Ancak üst düzey yetkililerden birinin söylediğine göre biyoyakıtların karbon ayak izi yıllık kazancı $5 milyar civarındaki AB sanayi için “öldürücü” nitelikte.
Euroactiv'in haberine göre AB önümüzdeki on yıl içerisinde ulaşımda kullanılacak yakıtların yüzde 10’unun biyoyakıtlardan elde edilmesi hedefi doğrultusunda hareket ediyor. Ancak birlik biyoyaktıların gıda fiyatlarını artıracağını ve iklim değişikliği ile mücadelede yarardan çok zarara sebep olacağı eleştirilerine maruz kalıyor.

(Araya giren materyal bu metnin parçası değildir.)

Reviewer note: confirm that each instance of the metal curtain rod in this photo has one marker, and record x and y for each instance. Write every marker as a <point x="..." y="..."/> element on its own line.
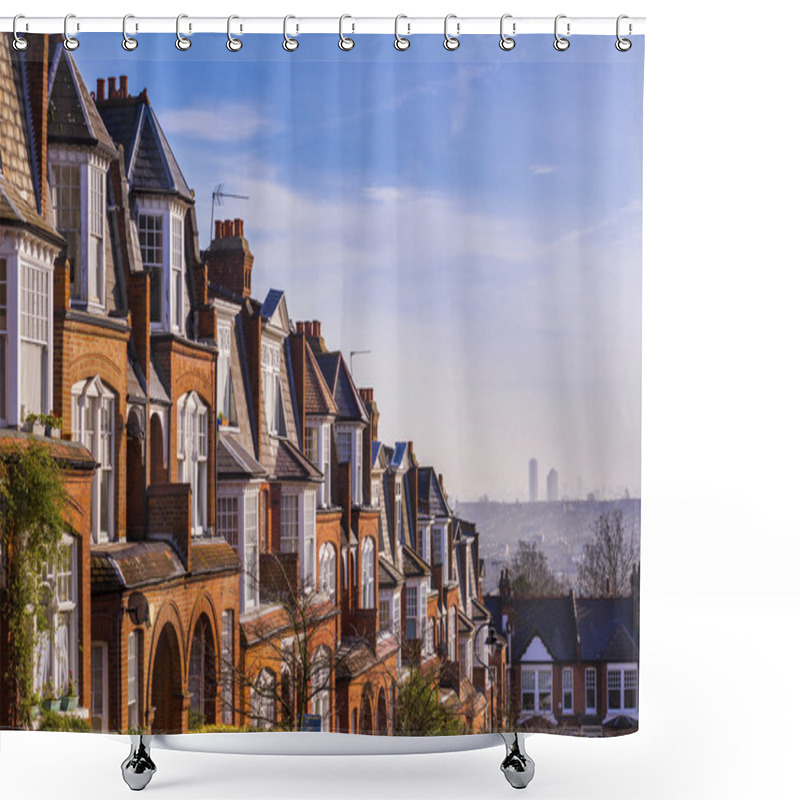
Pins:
<point x="412" y="25"/>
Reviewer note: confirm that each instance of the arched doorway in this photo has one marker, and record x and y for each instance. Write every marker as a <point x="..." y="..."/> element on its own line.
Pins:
<point x="365" y="721"/>
<point x="165" y="692"/>
<point x="203" y="674"/>
<point x="383" y="714"/>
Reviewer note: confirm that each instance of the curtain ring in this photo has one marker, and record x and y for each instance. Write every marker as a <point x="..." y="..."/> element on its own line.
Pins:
<point x="623" y="45"/>
<point x="19" y="42"/>
<point x="233" y="44"/>
<point x="507" y="42"/>
<point x="128" y="42"/>
<point x="290" y="44"/>
<point x="401" y="42"/>
<point x="345" y="43"/>
<point x="451" y="42"/>
<point x="70" y="42"/>
<point x="560" y="43"/>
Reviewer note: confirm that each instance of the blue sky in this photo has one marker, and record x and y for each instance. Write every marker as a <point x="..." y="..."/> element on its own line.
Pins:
<point x="473" y="218"/>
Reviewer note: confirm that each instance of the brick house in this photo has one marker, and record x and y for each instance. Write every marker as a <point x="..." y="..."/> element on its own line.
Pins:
<point x="572" y="661"/>
<point x="31" y="261"/>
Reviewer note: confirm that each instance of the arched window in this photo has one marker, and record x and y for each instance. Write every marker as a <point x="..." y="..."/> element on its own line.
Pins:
<point x="93" y="408"/>
<point x="262" y="700"/>
<point x="327" y="570"/>
<point x="321" y="669"/>
<point x="368" y="574"/>
<point x="193" y="455"/>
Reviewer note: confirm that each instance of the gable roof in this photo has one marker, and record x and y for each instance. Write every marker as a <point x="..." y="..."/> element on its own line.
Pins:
<point x="430" y="497"/>
<point x="150" y="164"/>
<point x="72" y="115"/>
<point x="337" y="376"/>
<point x="233" y="461"/>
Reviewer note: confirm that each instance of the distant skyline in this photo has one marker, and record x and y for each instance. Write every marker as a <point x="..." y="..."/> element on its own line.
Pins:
<point x="472" y="218"/>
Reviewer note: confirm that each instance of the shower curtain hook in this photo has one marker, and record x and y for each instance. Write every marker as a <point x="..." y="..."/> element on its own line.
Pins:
<point x="128" y="42"/>
<point x="233" y="44"/>
<point x="451" y="42"/>
<point x="507" y="42"/>
<point x="290" y="44"/>
<point x="70" y="42"/>
<point x="561" y="43"/>
<point x="623" y="45"/>
<point x="182" y="42"/>
<point x="345" y="43"/>
<point x="19" y="42"/>
<point x="401" y="42"/>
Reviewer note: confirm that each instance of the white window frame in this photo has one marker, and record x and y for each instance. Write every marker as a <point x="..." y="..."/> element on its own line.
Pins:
<point x="590" y="684"/>
<point x="567" y="690"/>
<point x="367" y="555"/>
<point x="89" y="288"/>
<point x="540" y="687"/>
<point x="133" y="680"/>
<point x="628" y="672"/>
<point x="271" y="385"/>
<point x="193" y="439"/>
<point x="93" y="425"/>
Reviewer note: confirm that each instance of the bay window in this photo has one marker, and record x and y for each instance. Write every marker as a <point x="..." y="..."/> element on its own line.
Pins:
<point x="193" y="456"/>
<point x="537" y="689"/>
<point x="622" y="685"/>
<point x="57" y="648"/>
<point x="368" y="573"/>
<point x="93" y="414"/>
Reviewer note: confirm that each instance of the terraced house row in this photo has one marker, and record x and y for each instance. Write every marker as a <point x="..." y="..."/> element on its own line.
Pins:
<point x="244" y="550"/>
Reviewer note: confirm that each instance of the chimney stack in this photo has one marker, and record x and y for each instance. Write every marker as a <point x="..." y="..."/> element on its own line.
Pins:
<point x="229" y="260"/>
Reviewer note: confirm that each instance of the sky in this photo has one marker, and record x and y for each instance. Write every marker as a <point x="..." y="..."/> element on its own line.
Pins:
<point x="472" y="218"/>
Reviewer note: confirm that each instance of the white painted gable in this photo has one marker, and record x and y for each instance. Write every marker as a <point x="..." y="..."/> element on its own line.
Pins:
<point x="536" y="651"/>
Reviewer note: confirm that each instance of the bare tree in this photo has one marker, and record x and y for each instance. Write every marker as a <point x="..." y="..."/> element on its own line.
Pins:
<point x="608" y="559"/>
<point x="531" y="575"/>
<point x="295" y="670"/>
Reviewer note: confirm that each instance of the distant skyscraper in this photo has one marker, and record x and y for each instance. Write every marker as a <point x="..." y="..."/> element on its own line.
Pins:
<point x="552" y="486"/>
<point x="533" y="481"/>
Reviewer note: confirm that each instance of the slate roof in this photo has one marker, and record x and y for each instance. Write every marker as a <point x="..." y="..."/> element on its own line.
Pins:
<point x="388" y="576"/>
<point x="123" y="565"/>
<point x="318" y="396"/>
<point x="345" y="394"/>
<point x="599" y="622"/>
<point x="413" y="565"/>
<point x="292" y="465"/>
<point x="150" y="164"/>
<point x="233" y="461"/>
<point x="599" y="629"/>
<point x="72" y="115"/>
<point x="430" y="498"/>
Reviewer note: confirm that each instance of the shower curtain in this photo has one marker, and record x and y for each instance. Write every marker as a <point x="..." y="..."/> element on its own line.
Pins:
<point x="333" y="357"/>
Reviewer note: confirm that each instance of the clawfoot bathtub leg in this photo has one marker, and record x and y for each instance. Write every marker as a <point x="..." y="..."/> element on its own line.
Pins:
<point x="138" y="768"/>
<point x="517" y="766"/>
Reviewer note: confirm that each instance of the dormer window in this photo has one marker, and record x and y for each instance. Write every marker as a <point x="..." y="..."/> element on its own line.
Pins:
<point x="78" y="181"/>
<point x="161" y="241"/>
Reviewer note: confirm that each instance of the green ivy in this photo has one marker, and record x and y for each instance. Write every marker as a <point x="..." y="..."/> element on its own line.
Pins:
<point x="33" y="501"/>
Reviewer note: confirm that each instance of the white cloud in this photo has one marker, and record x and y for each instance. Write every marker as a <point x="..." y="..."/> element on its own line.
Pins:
<point x="228" y="122"/>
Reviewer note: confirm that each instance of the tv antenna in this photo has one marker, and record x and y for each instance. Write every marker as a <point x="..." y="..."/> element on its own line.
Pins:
<point x="216" y="200"/>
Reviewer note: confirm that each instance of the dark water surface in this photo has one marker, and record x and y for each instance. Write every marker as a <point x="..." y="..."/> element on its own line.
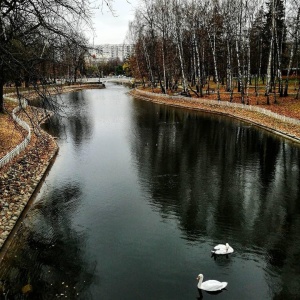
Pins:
<point x="139" y="195"/>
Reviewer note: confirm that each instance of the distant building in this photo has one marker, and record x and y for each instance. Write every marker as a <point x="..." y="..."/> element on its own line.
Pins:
<point x="105" y="52"/>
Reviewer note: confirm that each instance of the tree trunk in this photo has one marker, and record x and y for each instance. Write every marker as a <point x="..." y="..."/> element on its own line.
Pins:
<point x="1" y="90"/>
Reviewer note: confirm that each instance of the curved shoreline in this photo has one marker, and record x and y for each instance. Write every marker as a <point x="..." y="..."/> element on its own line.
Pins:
<point x="268" y="123"/>
<point x="22" y="177"/>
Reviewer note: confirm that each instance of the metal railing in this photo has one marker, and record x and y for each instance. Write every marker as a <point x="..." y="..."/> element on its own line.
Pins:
<point x="16" y="151"/>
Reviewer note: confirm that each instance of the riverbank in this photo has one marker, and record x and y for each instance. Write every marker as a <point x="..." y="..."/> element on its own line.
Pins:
<point x="20" y="178"/>
<point x="280" y="127"/>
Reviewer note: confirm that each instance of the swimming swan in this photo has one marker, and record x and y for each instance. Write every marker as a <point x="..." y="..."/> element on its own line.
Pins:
<point x="222" y="249"/>
<point x="210" y="285"/>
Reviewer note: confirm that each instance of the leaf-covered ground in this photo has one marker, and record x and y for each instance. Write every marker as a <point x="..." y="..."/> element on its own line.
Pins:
<point x="11" y="134"/>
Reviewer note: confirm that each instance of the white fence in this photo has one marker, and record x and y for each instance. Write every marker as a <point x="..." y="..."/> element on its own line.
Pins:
<point x="229" y="104"/>
<point x="9" y="156"/>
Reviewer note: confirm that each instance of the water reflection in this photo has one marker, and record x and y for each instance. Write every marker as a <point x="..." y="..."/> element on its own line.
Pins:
<point x="38" y="256"/>
<point x="75" y="122"/>
<point x="223" y="182"/>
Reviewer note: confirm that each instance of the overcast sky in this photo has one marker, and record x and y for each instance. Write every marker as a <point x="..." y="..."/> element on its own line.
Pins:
<point x="109" y="28"/>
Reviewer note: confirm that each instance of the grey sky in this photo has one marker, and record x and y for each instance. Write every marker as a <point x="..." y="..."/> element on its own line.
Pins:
<point x="109" y="28"/>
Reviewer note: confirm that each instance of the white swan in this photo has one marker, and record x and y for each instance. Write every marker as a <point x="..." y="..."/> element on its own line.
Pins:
<point x="222" y="249"/>
<point x="210" y="285"/>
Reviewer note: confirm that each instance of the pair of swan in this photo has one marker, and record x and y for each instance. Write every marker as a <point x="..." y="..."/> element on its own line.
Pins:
<point x="214" y="285"/>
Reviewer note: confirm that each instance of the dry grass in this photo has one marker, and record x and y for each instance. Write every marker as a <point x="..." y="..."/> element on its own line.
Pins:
<point x="10" y="132"/>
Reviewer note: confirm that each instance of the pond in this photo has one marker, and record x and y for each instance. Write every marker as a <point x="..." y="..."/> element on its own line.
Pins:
<point x="139" y="195"/>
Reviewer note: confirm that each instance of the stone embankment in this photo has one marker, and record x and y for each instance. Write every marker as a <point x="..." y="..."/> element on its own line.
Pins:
<point x="20" y="178"/>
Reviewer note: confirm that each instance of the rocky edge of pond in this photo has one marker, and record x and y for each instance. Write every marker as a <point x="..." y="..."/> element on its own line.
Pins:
<point x="21" y="177"/>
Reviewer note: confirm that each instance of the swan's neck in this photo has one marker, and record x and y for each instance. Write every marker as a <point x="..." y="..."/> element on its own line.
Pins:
<point x="200" y="281"/>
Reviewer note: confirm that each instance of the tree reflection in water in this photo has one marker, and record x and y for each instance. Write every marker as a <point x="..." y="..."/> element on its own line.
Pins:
<point x="201" y="174"/>
<point x="38" y="256"/>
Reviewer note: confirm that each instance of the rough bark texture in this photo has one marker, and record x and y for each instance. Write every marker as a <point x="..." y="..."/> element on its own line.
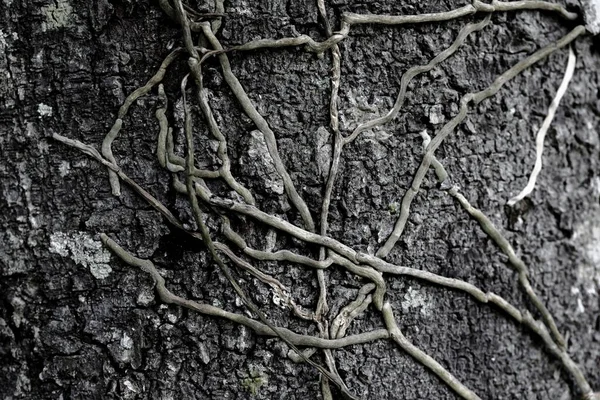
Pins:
<point x="77" y="323"/>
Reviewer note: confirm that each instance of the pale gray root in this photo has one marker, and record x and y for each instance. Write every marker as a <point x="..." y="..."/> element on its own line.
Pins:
<point x="263" y="126"/>
<point x="489" y="228"/>
<point x="474" y="98"/>
<point x="279" y="289"/>
<point x="116" y="128"/>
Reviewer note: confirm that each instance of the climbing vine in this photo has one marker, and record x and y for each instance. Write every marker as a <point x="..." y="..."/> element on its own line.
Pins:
<point x="193" y="182"/>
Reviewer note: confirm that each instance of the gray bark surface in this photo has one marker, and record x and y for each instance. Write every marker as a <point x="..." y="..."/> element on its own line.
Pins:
<point x="78" y="323"/>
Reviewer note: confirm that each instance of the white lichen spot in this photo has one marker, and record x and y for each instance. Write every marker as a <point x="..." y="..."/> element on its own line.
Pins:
<point x="126" y="342"/>
<point x="586" y="237"/>
<point x="323" y="151"/>
<point x="83" y="250"/>
<point x="57" y="15"/>
<point x="44" y="110"/>
<point x="416" y="300"/>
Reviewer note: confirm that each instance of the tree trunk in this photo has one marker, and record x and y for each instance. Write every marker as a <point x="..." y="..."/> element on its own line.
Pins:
<point x="76" y="322"/>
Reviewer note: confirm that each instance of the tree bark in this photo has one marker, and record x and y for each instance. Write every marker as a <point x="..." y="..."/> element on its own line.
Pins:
<point x="78" y="323"/>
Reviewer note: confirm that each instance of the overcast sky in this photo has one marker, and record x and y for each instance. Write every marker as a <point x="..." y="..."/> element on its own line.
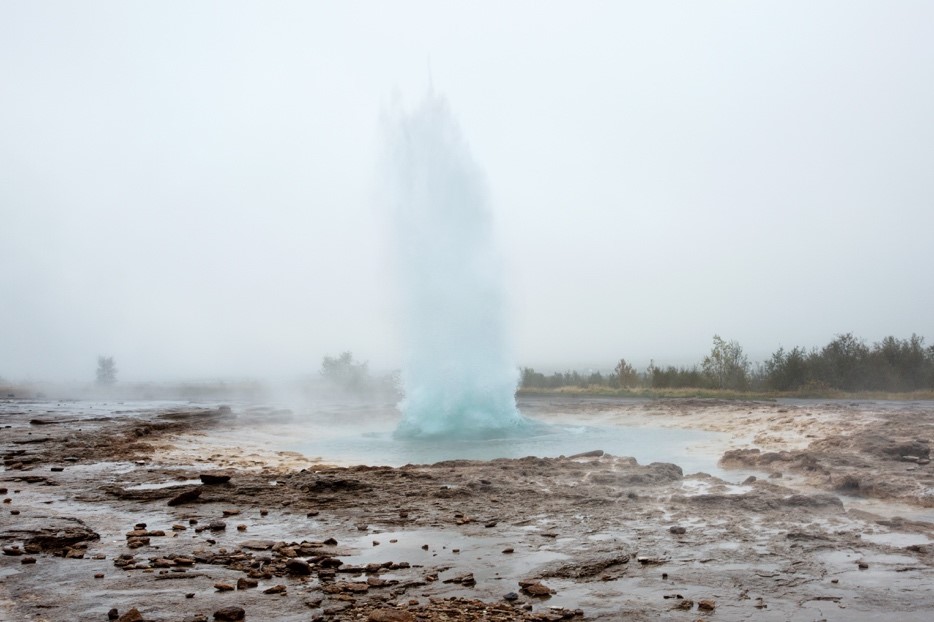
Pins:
<point x="189" y="186"/>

Yüzde 10 hedefi için gerekli biyoyakıt elde edilebilmesi için AB’nin çiftçilikle geçinen ülkelerini içine alacak şekilde yılda 10 milyar litre biyoyakıt üretebilecek bir pazar oluşturulması, Brezilya, Malezya ve Endonezya’dan biyoyakıt ithal edilmesi düşünülüyor.
Çevreciler ise tahıldan ve susam yağından elde edilen biyoyakıtların çiftçilerin “toprağın dolaylı kullanımı (ILUC)” adı verilen bir yöntemle arazilerini genişletme zorunda bıraktığına bu nedenle çiftçilerin yağmur ormanlarını talan ettiklerine, bataklıkları kuruttuklarına dikkat çekiyor.
Ormanların yok edilmesi, yakılması bol miktarda karbon çıkışına dolayısıyla AB’nin iklim değişikliği ile mücadeleye yarar değil zarar vermesine sebep oluyor.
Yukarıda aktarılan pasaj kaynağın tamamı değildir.